Consolidation and prioritization
In some companies, the distinctions between disaster planning, continuity planning, emergency planning, crisis management, regional crisis management programs, and other related teams has become messy and unwieldy. Each of these functions can become its own living bureaucracy, with staff group rivalries and potential competition for resources. Because that bureaucratic inertia can become inefficient and counterproductive, this might be the right time for C-Suite personnel to think hard about focusing and consolidating these groups in a more formal way. The goal is to have teams that aren’t redundant and aren’t getting in each other’s way, but are instead coordinated and synergistic. In a related vein, one of the side-effects of this chaotic landscape is that some companies are not prioritizing risk management effectively. There is a lot of noise about all the risk out there, but surprisingly few companies have conducted an effective risk assessment for their industry and company in the broadest sense. A good crisis management team understands the importance of context and keeping their eye on the big picture—and not getting lost in internal minutiae.
Leadership and expertise
When it comes to preparing for the next crisis, value expertise. Don’t just go through the motions. Too many companies waste time and resources doing things that make them feel like they are doing something—but won’t actually reduce their risk or make them better prepared. Consider assigning a dedicated risk management executive. While smaller companies cannot justify this, it’s increasingly important for Fortune 500-type of organizations to have an executive in place dedicated solely to security and crisis management. It’s no coincidence that Boards of Directors are now becoming more interested in making sure that there is an effective crisis management infrastructure and leadership in place—along with protocols and processes for smart and strategic security decision-making.
People and processes
Finally, make sure there is absolute clarity regarding people and processes. Make sure you specify who makes the ultimate decisions both before and during a crisis, and that they have the requisite decision-making authority. Have structures and processes in place, and make sure there is clarity about both. Make the nomenclature and emergency-response processes clearly delineated. What officially constitutes an emergency? What specific processes are in place for decision-making and emergency response? People use emergency and crisis interchangeably—but there needs to be clear language about who responds (as well as how and when). That assessment can change, even within the same company. The same incident might be a crisis at one location, and a minor hiccup at another.

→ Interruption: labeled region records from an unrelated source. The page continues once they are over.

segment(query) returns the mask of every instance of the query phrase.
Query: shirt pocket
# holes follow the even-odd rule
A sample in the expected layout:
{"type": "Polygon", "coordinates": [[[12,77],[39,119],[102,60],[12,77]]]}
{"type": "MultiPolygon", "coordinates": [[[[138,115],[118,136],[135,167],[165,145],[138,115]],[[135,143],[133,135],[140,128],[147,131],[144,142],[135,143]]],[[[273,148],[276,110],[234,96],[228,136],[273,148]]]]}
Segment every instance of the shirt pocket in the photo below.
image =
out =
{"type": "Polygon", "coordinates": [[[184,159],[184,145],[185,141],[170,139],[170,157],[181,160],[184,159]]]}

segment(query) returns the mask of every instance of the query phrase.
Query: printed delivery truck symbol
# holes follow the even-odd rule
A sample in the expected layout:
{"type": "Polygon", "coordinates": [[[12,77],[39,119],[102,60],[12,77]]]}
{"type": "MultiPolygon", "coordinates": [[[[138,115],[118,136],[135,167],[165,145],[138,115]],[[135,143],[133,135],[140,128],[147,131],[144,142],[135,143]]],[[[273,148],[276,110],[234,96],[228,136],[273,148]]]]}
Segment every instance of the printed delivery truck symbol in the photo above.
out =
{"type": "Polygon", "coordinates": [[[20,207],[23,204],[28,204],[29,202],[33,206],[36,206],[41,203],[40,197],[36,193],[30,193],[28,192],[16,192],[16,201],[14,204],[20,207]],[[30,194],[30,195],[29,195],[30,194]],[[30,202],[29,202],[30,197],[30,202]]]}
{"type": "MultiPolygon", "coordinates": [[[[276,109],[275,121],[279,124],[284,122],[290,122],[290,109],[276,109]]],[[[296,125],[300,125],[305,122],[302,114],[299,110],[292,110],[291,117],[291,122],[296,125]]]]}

As the recent report of a human case of H5N6 bird flu in a hospitalized patient in China has shown, the next pandemic could be lurking just around the corner. We may be past the pandemic peak, but COVID will continue to cause disruption for years to come. Geopolitical turbulence and unrest appear to be the new normal for the foreseeable future. Which is why there is no time to waste: applying heard-earned lessons now and preparing for the next crisis should be a top priority for decision-makers in every company and in every industry.